The spraying occurred at a facility in Pine Prairie, where more than 1,000 detainees are held by Immigration and Customs Enforcement (ICE) at a time, according to legal representatives for detainees in the facility who spoke to The Independent.

According to a legal representative with the Southern Poverty Law Centre representing a detainee who witnessed the incident, more than 100 detainees were sprayed and hit with tear gas by law enforcement "in riot gear" on Saturday in a central yard of the facility. Many were then taken to a separate facility for decontamination, and legal representatives have since indicated they believe those impacted are being moved to different facilities.

Freedom for Immigrants updates on these and other hunger strikes in Texas and Florida .

In Texas, an asylum seeker entering his fifth week on hunger strike at the El Paso Service Processing Center was taken to the ER on August 3. ICE denied a visit by his attorney while in the hospital. He along with three other asylum seekers have been subjected to forced hydration. The El Paso Service Processing Center was the site of a separate, large scale hunger strike in January 2019, in which a group of nine men were force-fed prompting a DHS OIG investigation.

In Florida, a group of three asylum seekers is entering their fourth week on hunger strike. The men originated their strike at the Otero County Processing Center in New Mexico and were abruptly transferred to the Krome Detention Center in Miami, where they arrived on August 1. According to ICE, the purpose of the transfer was to initiate force hydration by court order since they claimed El Paso was at capacity. 

The Quixote Center is joining with other organizations led by the Southern Poverty Law Center to demand that the Department of Homeland Security’s Office of Inspector General conduct an investigation into the use of force at these facilities.

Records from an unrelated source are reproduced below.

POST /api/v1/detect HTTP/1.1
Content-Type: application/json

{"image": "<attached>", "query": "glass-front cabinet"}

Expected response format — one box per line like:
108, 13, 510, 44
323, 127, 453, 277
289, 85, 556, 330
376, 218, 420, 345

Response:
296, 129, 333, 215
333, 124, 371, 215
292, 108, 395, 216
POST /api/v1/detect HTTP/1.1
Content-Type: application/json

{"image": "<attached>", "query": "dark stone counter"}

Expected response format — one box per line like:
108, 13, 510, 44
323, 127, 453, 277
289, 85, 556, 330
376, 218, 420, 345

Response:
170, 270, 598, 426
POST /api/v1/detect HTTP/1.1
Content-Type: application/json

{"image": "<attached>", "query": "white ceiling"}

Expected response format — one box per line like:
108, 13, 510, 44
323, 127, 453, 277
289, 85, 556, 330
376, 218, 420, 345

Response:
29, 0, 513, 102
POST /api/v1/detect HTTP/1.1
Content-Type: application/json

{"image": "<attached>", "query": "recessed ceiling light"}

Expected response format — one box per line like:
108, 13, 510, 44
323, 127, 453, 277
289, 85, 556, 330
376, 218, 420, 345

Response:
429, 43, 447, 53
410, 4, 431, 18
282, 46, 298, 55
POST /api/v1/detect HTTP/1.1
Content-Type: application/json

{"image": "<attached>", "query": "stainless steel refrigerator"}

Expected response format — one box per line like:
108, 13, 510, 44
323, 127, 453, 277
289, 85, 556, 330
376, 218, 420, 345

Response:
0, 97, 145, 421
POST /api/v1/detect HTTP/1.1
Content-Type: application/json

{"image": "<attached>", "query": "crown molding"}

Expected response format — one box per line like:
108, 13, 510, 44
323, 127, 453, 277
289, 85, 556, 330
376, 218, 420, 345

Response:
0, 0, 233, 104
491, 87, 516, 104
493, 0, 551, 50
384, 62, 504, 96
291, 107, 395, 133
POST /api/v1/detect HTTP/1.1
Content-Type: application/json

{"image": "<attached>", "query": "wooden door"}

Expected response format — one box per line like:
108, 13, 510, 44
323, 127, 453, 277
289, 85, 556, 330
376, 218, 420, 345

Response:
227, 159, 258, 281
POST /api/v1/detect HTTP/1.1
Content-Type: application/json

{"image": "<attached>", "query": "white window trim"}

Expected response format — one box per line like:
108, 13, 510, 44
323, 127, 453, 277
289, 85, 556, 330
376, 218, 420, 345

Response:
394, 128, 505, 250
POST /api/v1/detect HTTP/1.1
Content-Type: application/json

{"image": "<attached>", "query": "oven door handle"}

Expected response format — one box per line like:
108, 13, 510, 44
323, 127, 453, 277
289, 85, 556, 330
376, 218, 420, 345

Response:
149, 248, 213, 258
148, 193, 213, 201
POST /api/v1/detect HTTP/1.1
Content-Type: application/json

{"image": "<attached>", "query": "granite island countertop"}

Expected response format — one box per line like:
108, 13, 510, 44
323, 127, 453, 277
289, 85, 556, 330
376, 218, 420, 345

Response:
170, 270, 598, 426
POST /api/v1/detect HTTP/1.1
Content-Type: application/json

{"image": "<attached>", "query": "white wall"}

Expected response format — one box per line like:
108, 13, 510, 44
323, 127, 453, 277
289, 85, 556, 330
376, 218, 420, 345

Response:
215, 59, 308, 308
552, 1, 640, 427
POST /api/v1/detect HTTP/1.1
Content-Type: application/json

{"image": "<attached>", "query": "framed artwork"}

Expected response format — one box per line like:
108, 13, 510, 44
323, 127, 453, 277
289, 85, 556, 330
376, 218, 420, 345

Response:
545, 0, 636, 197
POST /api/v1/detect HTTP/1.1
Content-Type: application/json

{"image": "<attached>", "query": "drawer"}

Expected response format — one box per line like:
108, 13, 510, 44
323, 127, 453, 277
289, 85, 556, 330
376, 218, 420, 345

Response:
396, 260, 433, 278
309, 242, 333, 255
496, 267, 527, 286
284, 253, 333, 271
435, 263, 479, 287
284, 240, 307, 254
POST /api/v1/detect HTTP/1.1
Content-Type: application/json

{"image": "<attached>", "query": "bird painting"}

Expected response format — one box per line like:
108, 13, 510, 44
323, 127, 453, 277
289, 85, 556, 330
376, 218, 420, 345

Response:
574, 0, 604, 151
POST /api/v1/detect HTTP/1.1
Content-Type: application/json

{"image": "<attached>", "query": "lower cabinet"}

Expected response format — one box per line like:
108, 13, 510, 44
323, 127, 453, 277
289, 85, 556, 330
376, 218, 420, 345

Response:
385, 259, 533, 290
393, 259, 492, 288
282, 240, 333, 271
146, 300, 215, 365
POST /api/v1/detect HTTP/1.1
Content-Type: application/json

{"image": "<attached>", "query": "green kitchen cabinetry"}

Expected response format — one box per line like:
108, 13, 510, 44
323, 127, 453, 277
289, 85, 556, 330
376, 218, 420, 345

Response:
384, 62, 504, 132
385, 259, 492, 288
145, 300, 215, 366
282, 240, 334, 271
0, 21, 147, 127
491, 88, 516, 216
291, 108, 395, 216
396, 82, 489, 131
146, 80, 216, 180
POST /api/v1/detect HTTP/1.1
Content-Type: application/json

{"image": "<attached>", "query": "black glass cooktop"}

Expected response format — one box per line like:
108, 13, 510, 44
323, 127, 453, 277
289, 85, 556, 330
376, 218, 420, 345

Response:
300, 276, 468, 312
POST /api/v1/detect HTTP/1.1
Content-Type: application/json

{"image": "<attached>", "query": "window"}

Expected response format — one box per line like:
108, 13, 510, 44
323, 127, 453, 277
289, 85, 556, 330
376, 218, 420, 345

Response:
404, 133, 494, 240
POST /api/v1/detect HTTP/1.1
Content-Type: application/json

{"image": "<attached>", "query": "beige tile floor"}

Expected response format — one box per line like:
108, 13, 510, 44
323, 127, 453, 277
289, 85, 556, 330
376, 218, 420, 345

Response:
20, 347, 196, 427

Trump trying once again get around the Flores Settlement Agreement

Apparently failing to read the news about conditions in detention facilities around the country, or even its own inspector general reports, the Trump administration is claiming it can take care of kids as well as it takes care of adults, and therefore the Flores Settlement agreement should no longer apply.

The Flores Settlement agreement governs the treatment of children held in immigrant detention. It is the result of the lawsuit filed during the Reagan administration on behalf children from El Salvador who were detained indefinitely in facilities along with other adults. The Settlement took years to be formalized as Reagan, Bush and Clinton all pushed back against any restrictions on executive authority to detain children. The Flores Settlement Agreement went into effect in 1997 as a result of the law suit, and in the absence of legislative or executive action to protect the rights of immigrant children. Among other things, it requires that children be detained in the least restrictive environment possible (least “prison-like”), and that they not be held in unlicensed facilities for longer than 20 days.

In 2015, the Obama administration fought the application of the Flores Settlement Agreement to children held with parents in Immigration and Custom Enforcement facilities - which are not licensed to care for children. Obama’s administration lost the case, and since then Flores has applied to families as well - and this is the rub for Trump. He does not want to release any adults - even parents with children - while they await processing of asylum claims or other immigration review process. Under Flores, the administration has to release families with children after 20 days.

So, Trump is saying that ICE can meet the standards set forth by Flores for the treatment of children, even in the absence of a state license for child care and parallel oversight process. Given the treatment of children in other parts of the immigration detention network, and the well documented abuse of adults (see above story), it is hard to take this claim at face value. But he is pressing the courts to ultimately decide.

Next week the administration will announce a specific guidelines he hopes will effectively exempt ICE from Flores, and see where the chips fall. The rule would go into effect in 60 days if not challenged in court - it will certainly be challenged in court.